Veniamo all’Inter di Conte…
“Nella mia griglia figura al terzo posto, dietro Juventus e Napoli. Conte è un martello, e il meglio lo dà sempre alla prima stagione: scudetto alla Juventus dopo due settimi posti, titolo al Chelsea dopo un decimo. Unica discriminante: sia a Torino che a Londra non faceva le coppe europee, a Milano farà la Champions, addirittura. Con Spalletti, l’Inter è arrivata quarta due volte. Serviva una scossa. La “juventinizzazione” dell’Inter (Marotta più Conte) è una fenomeno che molti hanno trascurato. La piazza pulita, fra caso Icardi e caso Perisic, la dice lunga”.
Il Milan invece ha scelto Giampaolo. Che ne pensa?
“Giampaolo mi piace fin dai tempi di Empoli. I problemi sono due: 1) la gioventù della rosa, 2) le ambizioni della società più internazionale d’Italia in rapporto, appunto, alle risorse, all’organico. C’è chi ha vissuto l’abbandono dell’Europa come un sollievo, e chi come una ferita: sto con questi. Auguri a Boban, Maldini e Giampaolo. L’importante è la chiarezza (con i tifosi): e la “Triade” chiara è stata”.
Facciamo un passo indietro e torniamo sul mercato: come giudica la vicenda Icardi?
Bisognerebbe conoscere bene cosa c’è sotto. Magari c’è sotto solo quello che c’è sopra, boh. Dalla sentenza Bosman il potere è passato ai giocatori e, ormai, ai loro agenti. Nel caso specifico, l’agente è la moglie, così come per altri giocatori sono i fratelli, i padri, gli zii. Icardi, in campo, non si discute. Capitano lo fece Mancini, mica si autoproclamò lui. Per me era la soluzione, è diventato il problema. Ne prendo atto. Mai e poi mai immaginavo che, un giorno, si sarebbe arrivati a un epilogo così clamoroso, così tempestoso”.

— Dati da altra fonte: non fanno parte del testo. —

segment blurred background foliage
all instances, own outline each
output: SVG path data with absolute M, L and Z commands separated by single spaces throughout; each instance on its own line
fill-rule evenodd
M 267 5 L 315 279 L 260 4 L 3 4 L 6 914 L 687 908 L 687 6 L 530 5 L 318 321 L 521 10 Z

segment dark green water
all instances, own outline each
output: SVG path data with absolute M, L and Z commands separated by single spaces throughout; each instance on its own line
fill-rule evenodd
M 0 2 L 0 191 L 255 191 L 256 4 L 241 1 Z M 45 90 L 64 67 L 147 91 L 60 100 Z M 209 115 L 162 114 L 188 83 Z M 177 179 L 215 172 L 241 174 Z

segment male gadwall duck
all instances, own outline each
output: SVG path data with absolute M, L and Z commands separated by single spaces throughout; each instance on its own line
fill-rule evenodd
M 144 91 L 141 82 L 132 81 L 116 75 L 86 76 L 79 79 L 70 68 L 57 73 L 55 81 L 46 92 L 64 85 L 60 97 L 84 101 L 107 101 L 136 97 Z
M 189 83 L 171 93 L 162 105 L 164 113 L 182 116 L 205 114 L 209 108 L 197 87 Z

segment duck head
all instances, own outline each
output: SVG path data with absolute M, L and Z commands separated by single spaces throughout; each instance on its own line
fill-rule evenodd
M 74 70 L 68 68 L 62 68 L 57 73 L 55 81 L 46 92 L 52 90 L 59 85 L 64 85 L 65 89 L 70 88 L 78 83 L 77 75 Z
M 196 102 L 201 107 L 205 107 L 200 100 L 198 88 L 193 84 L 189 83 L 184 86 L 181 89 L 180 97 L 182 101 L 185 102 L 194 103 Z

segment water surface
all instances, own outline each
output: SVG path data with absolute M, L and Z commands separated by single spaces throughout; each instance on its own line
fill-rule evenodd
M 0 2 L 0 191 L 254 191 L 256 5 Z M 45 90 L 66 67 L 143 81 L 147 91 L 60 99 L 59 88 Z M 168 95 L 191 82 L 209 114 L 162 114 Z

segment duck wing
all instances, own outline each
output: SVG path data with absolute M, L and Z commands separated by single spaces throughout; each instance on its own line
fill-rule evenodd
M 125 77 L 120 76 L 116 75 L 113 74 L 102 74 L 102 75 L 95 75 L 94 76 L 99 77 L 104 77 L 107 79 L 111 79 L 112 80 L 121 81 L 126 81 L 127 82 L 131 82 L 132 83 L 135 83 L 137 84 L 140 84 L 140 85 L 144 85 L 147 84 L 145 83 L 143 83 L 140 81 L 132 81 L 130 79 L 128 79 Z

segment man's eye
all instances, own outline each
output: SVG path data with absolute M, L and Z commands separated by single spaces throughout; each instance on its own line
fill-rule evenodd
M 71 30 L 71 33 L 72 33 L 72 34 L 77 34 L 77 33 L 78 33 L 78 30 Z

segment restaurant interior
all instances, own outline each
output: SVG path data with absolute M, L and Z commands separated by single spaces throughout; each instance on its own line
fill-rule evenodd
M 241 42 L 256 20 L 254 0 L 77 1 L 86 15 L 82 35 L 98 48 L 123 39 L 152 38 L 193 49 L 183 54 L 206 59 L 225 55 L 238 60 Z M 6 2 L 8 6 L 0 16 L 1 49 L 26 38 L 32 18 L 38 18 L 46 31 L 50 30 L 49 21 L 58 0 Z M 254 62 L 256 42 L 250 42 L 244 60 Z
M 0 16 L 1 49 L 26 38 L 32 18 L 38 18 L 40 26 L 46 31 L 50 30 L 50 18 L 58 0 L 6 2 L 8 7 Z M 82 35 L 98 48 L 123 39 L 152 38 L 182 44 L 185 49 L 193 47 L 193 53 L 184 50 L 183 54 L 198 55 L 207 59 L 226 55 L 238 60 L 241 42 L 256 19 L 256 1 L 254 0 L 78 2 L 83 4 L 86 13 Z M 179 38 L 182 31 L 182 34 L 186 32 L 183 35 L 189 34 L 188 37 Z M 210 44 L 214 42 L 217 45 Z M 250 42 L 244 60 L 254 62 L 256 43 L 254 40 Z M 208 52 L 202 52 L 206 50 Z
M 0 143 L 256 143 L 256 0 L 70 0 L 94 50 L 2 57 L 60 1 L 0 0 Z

Chiudiamo con una domanda secca: Marotta batte Paratici?
“Sì. Marotta ha fatto il mercato dell’allenatore. A torto o a ragione, aveva l’ordine di sbarazzarsi di Icardi e Perisic, di rinfrescare la rosa: fatto, anche se a furor di prestiti (non tutti onerosi). Un solo errore: Dzeko. In ambito Juventus, le esigenze di bilancio e la normativa Uefa hanno spinto Paratici a offrire a destra e sinistra Higuain, Dybala, Mandzukic, Emre Can, Matuidi, Rugani: quasi mezza squadra. Sono rimasti tutti. Rugani, alla luce del grave infortunio di Chiellini, è stato un vero e proprio colpo di roulette. L’harem di Madama rimane così uno dei più assortiti d’Europa e del mondo. Ma l’idea non era questa. Ultima cosa: come accennavo, i dolorosi tagli di Champions sono stati suggeriti – anche, se non soprattutto – dalle regole internazionali in materia di giocatori prodotti dal vivaio. Possibile che negli ultimi quindici anni dalla cantera juventina siano usciti solo Marchisio e Giovinco? Non si pretende mica un Messi o un Cristiano ogni lustro, ma insomma. Ecco qua un dettaglio ambiguo e pericoloso sul quale sarebbe il caso che la società intervenisse. La politica aziendale sui giovani – “carne da plusvalenza”, come l’ha definita un lettore che si firma Cartesio, citando Kean – non mi piace. E il fatto che non sia l’unico club a praticarla, non mi basta”.